Boundary Work

Planetary Urbanisation

The idea of ‘Planetary Urbanisation’ was first theorised by Lefebvre (1970) through his work on ‘The Urban Revolution’, whereby the post-industrial explosion of urban society globally would create ‘complete urbanism’ worldwide and conceptualizations of the urban were needed to explain society itself. The stretching of social networks with an increase in megacities creates an urban world whereby there is no ‘outside’; this means that the inclusive nature of the globalised world incorporates all socio-economic relationships (Lefebvre, 1970).
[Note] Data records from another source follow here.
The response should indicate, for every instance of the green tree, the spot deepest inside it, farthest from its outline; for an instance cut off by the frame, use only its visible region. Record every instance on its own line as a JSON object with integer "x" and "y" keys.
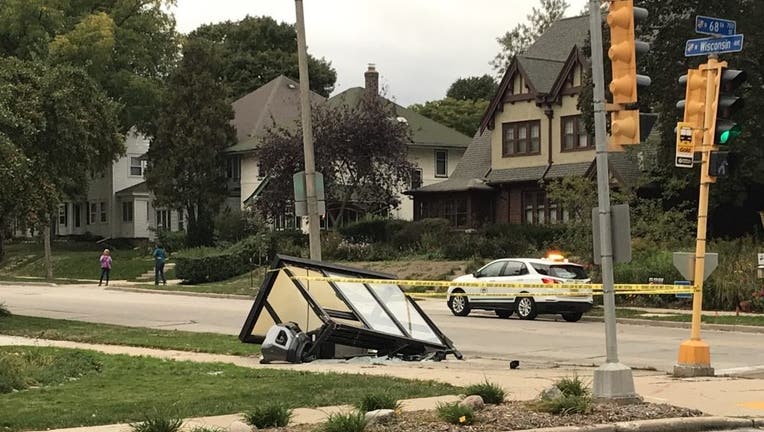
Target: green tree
{"x": 58, "y": 129}
{"x": 186, "y": 161}
{"x": 461, "y": 114}
{"x": 256, "y": 50}
{"x": 361, "y": 152}
{"x": 127, "y": 46}
{"x": 473, "y": 88}
{"x": 734, "y": 200}
{"x": 522, "y": 36}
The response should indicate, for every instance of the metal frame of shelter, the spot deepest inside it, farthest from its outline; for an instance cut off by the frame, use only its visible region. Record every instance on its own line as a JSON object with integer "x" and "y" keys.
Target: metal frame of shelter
{"x": 378, "y": 318}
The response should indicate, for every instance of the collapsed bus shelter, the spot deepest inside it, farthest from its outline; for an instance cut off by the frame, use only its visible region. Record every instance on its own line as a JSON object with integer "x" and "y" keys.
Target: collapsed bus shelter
{"x": 299, "y": 315}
Brenner and Schmid (2015:170) extend Lefebvre’s (1970) notion of an ‘outside’ to state that areas other than the concentrated urban are the ‘extended urban’. One must appreciate this new adaptation of ‘planetary urbanisation’ as an abstract theory, whereby although anchored through everyday life on the ground, processes such as industrialisation, commodification and social relations occur simultaneously, transcending spatial boundaries, urbanising all space (Hanakata et al. 2018:29). This decentralised view of the urban identifies significant processes not previously considered, therefore highlighting the power of the urban and a way in which the rapidly evolving nature of urban society in the 21st century can be put into theory to make sense of urbanisation on a global scale (Schmid, 2018:604). A key point to note is planetary urbanisation identifies the urban as a process and not a form. This acknowledges the urban as not being a fixed unit, but where processes occurring in the urban are being reproduced and remade worldwide (Brenner and Schmid, 2015: 166). Reproduction of abstract urban processes across time and space are relevant in exploring the urban present and future.